Deepmind's best-in-class chess and Go AIs are the same code (AlphaZero) just given respectively rules and game state input for either chess or Go and then allowed to train on the target game.

One of the fun works in progress in this space is teaching AIs to play a suite of 80s video games. Getting quite good at several games where the idea is to go right and not die is pretty easy these days, but Deepmind's work can do a broader variety only coming badly unstuck on games where it's hard to discern your progress at all without some meta-knowledge.


I don't mean to imply AlphaZero is not impressive; it surely is. Nor do I mean to imply that any of these advances aren't impressive. I do mean to imply that "closed-world games with well-defined rules" is a relatively small subdomain of problems. And that BERT looks pretty different from AlphaZero.

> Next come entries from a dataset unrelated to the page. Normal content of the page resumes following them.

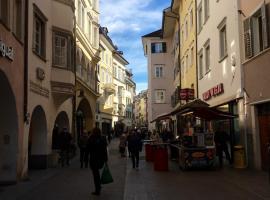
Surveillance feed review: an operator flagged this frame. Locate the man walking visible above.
[60,127,72,167]
[87,127,108,195]
[128,131,142,170]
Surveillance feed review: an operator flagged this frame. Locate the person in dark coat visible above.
[59,128,72,167]
[87,127,108,195]
[128,131,142,170]
[214,127,232,167]
[79,130,89,168]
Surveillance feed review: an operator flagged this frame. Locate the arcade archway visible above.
[76,98,93,137]
[28,106,47,169]
[0,71,19,183]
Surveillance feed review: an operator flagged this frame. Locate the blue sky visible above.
[100,0,171,94]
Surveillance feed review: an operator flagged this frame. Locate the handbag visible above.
[100,163,113,184]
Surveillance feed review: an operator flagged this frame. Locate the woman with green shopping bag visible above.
[87,127,108,195]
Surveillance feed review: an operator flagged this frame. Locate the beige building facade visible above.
[75,0,100,139]
[239,0,270,170]
[142,29,174,130]
[0,0,26,185]
[22,0,75,177]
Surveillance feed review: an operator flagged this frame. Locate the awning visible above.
[170,99,209,115]
[150,112,172,123]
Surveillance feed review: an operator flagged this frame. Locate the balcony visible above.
[103,83,115,95]
[51,67,75,103]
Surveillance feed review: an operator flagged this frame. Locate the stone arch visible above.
[28,105,47,169]
[52,111,71,149]
[0,71,19,183]
[76,98,94,137]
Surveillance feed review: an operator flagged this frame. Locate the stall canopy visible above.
[171,99,236,120]
[151,99,236,123]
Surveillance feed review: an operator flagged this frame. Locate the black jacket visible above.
[87,135,108,169]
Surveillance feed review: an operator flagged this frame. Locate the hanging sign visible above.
[203,83,224,101]
[0,40,14,61]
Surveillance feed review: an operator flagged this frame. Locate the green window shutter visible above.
[261,4,269,49]
[162,42,167,53]
[244,18,253,59]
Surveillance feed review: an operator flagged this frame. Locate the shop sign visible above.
[180,88,194,100]
[203,83,224,101]
[0,40,14,61]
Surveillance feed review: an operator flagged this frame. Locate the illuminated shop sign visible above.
[203,83,224,101]
[0,40,14,61]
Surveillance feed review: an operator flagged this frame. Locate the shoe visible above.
[92,192,100,196]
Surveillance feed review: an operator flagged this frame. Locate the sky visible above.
[100,0,171,94]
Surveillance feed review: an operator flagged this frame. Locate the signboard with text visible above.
[202,83,224,101]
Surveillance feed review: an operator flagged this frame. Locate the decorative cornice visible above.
[30,81,50,98]
[54,0,75,12]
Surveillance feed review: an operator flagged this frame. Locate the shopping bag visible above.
[100,163,113,184]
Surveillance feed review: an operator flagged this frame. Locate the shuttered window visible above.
[243,4,269,59]
[151,42,167,53]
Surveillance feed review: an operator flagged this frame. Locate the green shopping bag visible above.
[100,163,113,184]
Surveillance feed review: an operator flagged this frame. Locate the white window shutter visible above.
[244,18,253,59]
[261,4,269,49]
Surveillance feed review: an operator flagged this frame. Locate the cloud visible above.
[136,82,148,94]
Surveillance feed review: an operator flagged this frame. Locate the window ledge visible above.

The post you disputed pointed out that there aren't separate AIs needed for things like Go or Chess. Because there aren't (any more) the Deepmind work showed that you can just generalize to learn all games in this class the same way.

You claimed that "different architectures" are needed. Not true. And further you claimed this is true even for "each subdomain". This would have been a fair point in 1989. Traditional chess AIs approach the opening very differently for example, relying on fixed "books" of known good openings. But AlphaZero since it is a generalist doesn't do this, it plays every part of a match the same way.

Now you've gone from asserting that Chess and Go need separate AIs to claiming that since BERT and AlphaZero are different software it makes your point. Humans pretty clearly don't have a single structure that's doing all the work in both playing Go (AlphaZero) and understanding English (BERT) either - so that's a pretty bold bit of goalpost moving.